Note to Self: Using Tesseract to Extract Subtitles

Mon 13 November 2017, by Seppe "Macuyiko" vanden Broucke

Say you have video such as this one on Facebook. Most of these come with hardcoded subtitles, which we’d like to extract (for whatever reason).

Opening the page in Chrome and inspecting the network requests quickly uncovers the media URL:

https://video-bru2-1.xx.fbcdn.net/v/t42.9040-2/10000000_703970666457205_4416008794480312320_n.mp4?efg=eyJ2ZW5jb2RlX3RhZyI6ImRhc2hfdjNfMTI4MF9jcmZfMjNfaGlnaF8zLjFfZnJhZ18yX3ZpZGVvIn0%3D&oh=40bbd0e0dd5367ed3a2d5ff0e7cbe081&oe=5A09D778&bytestart=0&byteend=953

By cutting off &bytestart=0&byteend=953, we can download the video file completely.

Next, we can use ffmpeg to create frames every half second:

./ffmpeg -i .\23354483_145400712877976_2778300398300037120_n.mp4 -r 2 .\frames\image-%07d_original.png

And apply some cropping using Python:

from PIL import Image
from glob import glob

for png_file in glob('./frames/*_original.png'):
    image = Image.open(png_file)
    cropped = image.crop((50, 850, 1080, 1080))
    cropped.save(png_file.replace('.png', '_cropped.png'))

As well as some leveling to only retain white and yellow text:

from PIL import Image
from glob import glob

def level(img):
    copy = img.copy()
    for x in range(img.size[0]):
        for y in range(img.size[1]):
            pxl = list(copy.getpixel((x, y)))
            if pxl[0] < 220 and pxl[1] < 220: 
                pxl[0] = 0
                pxl[1] = 0
                pxl[2] = 0
            else:
                pxl[0] = 255
                pxl[1] = 255
                pxl[2] = 255
            copy.putpixel((x, y), tuple(pxl))
    return copy

for png_file in glob('./frames/*_cropped.png'):
    image = Image.open(png_file)
    leveled = level(image)
    leveled.save(png_file.replace('_cropped.png', '_leveled.png'))

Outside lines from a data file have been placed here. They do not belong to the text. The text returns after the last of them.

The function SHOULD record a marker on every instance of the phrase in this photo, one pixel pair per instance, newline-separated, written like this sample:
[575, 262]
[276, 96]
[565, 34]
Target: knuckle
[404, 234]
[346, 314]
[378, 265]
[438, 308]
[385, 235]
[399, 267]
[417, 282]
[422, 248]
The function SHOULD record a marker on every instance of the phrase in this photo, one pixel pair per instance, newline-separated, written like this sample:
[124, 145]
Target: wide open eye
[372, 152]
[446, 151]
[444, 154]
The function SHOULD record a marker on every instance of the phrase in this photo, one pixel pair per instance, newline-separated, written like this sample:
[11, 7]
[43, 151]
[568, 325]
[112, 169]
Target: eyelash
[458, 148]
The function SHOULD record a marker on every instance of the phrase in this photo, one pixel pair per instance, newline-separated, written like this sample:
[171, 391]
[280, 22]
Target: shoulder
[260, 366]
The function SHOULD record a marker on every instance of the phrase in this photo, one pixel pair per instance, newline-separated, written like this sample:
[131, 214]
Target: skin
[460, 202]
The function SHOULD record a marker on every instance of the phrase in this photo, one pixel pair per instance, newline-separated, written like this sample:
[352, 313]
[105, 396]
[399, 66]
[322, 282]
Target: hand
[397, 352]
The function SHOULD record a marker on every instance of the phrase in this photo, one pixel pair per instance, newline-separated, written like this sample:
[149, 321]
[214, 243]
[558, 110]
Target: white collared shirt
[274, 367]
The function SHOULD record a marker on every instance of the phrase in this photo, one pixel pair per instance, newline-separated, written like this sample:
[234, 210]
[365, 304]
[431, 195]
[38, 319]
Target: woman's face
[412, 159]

Next, download Tesseract (unzip the setup file using 7-Zip and just dump it somwhere, to prevent running the installer — it works fine in a portable setup).

Extract the text for every file:

from glob import glob
from subprocess import run, PIPE
from pickle import dump

def get_ocr(file_name):
    out = run(["./tesseract/tesseract.exe", file_name, "stdout", "-psm", "11"], stdout=PIPE)
    return out.stdout

lines = []
for png_file in glob('./frames/*_leveled.png'):
    output = get_ocr(png_file)
    lines.append(output)

dump(lines, open('lines.p', 'wb'))

Perform a little cleaning using some regex and the Levenshtein distance to remove duplicate lines:

from pickle import load
import re

def levenshteinDistance(s1, s2):
    if len(s1) > len(s2):
        s1, s2 = s2, s1
    dst = range(len(s1) + 1)
    for i2, c2 in enumerate(s2):
        dst_ = [i2+1]
        for i1, c1 in enumerate(s1):
            if c1 == c2:
                dst_.append(dst[i1])
            else:
                dst_.append(1 + min((dst[i1], dst[i1 + 1], dst_[-1])))
        dst = dst_
    return dst[-1]

lines = load(open('lines.p', 'rb'))

cleaned = []

for line in lines:
    clean = line.decode("utf-8")
    clean = clean.rpartition('telus')[2]
    clean = re.sub('\r\n', ' ', clean)
    clean = re.sub('\s\s+', ' ', clean)
    clean = re.sub('[^‘,\.\?!%a-zA-Z0-9\s]+', '', clean)
    if cleaned and cleaned[-1] in clean:
        del cleaned[-1]
    if cleaned and levenshteinDistance(clean, cleaned[-1]) <= 7:
        del cleaned[-1]
    cleaned.append(clean.strip())

for clean in cleaned:
    print(clean)

The resulting strings should now be easy to manually clean and finalize:

ENVIRONMENTAL ADVISER WAS A NATURAL DISASTER
PRESSED HER ON CLIMATE SCIENCE
It seems to me that you don‘t believe climate change is real.
I  l am un
I am uncertain.
You‘re uncertain?
No, I‘m not. I‘m sorry. I jumped ahead.
Climate change is of course real.
Human activity affect climate change?
More than likely, but the extent to which,
I think is very uncertain, and my  Would you rely on scientists
to give you that answer, or not?
[...]